The captain sighed and moved back to Krisha, who had uncurled and now sat, looking puzzled. “Are you all right?” he asked gently.

“It was the same nightmare,” she told him. “Only this time it seemed so real, and it went on and on and on. It’s still there, too. Not fading, like before, to a bad memory or an irrational fear. Like—like this is just a shell, and the vision’s going to shatter it and become real.”

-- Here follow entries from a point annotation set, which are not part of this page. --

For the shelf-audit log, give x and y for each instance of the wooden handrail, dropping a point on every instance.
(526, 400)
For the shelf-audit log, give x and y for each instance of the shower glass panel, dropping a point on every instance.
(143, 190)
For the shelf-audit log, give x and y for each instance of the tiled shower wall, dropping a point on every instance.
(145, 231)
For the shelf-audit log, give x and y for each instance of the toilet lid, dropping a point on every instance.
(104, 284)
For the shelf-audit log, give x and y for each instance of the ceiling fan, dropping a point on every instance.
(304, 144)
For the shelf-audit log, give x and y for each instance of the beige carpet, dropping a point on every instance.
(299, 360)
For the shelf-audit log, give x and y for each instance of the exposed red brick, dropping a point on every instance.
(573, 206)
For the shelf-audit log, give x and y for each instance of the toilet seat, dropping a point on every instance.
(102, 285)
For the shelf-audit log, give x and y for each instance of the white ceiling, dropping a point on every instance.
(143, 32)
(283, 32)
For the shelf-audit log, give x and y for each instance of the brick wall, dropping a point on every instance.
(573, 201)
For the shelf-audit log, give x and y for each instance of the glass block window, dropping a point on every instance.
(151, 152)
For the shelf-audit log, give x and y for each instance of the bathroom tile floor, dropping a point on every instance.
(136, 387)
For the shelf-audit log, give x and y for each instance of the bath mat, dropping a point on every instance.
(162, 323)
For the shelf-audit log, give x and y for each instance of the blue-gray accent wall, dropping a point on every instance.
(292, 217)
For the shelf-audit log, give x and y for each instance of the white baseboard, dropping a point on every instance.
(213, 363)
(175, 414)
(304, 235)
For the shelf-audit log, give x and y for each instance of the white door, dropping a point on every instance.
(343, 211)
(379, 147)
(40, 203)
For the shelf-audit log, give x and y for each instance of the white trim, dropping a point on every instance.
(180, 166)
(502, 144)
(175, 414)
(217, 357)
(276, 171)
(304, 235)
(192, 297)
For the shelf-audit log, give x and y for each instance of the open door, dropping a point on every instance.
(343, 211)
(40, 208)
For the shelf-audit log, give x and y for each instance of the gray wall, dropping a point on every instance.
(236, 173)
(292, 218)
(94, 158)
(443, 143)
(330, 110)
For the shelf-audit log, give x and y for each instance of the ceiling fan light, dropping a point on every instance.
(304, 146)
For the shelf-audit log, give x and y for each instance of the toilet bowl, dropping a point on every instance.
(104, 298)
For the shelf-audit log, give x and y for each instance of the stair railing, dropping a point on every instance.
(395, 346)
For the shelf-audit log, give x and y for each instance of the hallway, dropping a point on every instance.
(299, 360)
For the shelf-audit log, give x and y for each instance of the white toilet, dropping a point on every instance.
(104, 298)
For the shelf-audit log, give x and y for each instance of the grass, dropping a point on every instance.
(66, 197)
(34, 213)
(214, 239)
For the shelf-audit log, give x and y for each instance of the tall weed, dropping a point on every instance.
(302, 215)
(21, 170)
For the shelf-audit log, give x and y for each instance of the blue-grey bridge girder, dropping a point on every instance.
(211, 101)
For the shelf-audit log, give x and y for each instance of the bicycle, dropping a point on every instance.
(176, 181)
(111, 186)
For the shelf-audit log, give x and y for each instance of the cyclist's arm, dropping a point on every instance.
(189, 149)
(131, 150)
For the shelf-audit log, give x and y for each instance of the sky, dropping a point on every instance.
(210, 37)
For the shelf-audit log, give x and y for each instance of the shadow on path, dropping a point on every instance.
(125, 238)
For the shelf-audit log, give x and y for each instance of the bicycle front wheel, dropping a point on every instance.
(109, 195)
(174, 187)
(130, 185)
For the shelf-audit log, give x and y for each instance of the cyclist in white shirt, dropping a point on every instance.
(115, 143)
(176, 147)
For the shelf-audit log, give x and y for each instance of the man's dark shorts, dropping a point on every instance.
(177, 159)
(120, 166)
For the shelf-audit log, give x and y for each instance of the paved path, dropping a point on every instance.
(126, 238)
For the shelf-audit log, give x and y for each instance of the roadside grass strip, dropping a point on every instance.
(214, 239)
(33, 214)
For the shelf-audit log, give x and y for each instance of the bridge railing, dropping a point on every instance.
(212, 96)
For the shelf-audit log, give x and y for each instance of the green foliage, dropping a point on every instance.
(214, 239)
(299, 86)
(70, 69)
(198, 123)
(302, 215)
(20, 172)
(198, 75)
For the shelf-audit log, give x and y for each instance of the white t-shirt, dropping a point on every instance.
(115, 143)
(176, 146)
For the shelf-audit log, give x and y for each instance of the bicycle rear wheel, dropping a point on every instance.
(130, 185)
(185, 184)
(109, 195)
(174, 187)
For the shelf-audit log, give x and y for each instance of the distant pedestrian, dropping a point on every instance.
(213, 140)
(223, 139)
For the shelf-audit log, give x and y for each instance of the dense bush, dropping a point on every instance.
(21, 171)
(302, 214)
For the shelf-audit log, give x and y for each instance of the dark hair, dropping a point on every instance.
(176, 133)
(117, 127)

“It’s only a nightmare triggered by that thing from your own mind,” he assured her in as gentle a tone as he could manage. “If you want to find out what real is, go help Modra. She needs somebody.”

He patted her hand, helped her to her feet, then had to steady her as her headache and nausea attacked full tilt. As soon as he felt she was recovering, though, he made his way through the hatch to the aft compartment. Both Jimmy and Grysta were up and seemed all right except for some cuts and bruises, perhaps, but Grysta seemed angry and Jimmy uncharacteristically reserved.

“Jeez, Jimmy! You’re damned lucky it only got to me a little! I still had my brains about me and could stop you!”

“Shut up, Grysta!” Jimmy snapped. “Just shut up, will you?”

She turned to the captain in disgust. “Shit! You’d think I should’a let him cut his balls off!”

Gun Roh Chin felt his jaw drop. “What?”

“Yeah, that’s what he was gonna do. I mean, it all started and all, and like last time I just get all homy, and I undo the straps and go to Jimmy, who’s gettin’ outta his suit, so I do the same, right? And then instead of doin’ what I figured, next thing I know he’s got this knife in one hand and he’s holdin’ his nuts in the other and I grabbed his knife arm and pushed him over and had to fight like hell just to hold him down. And for that he’s mad at me now! Can you believe it?”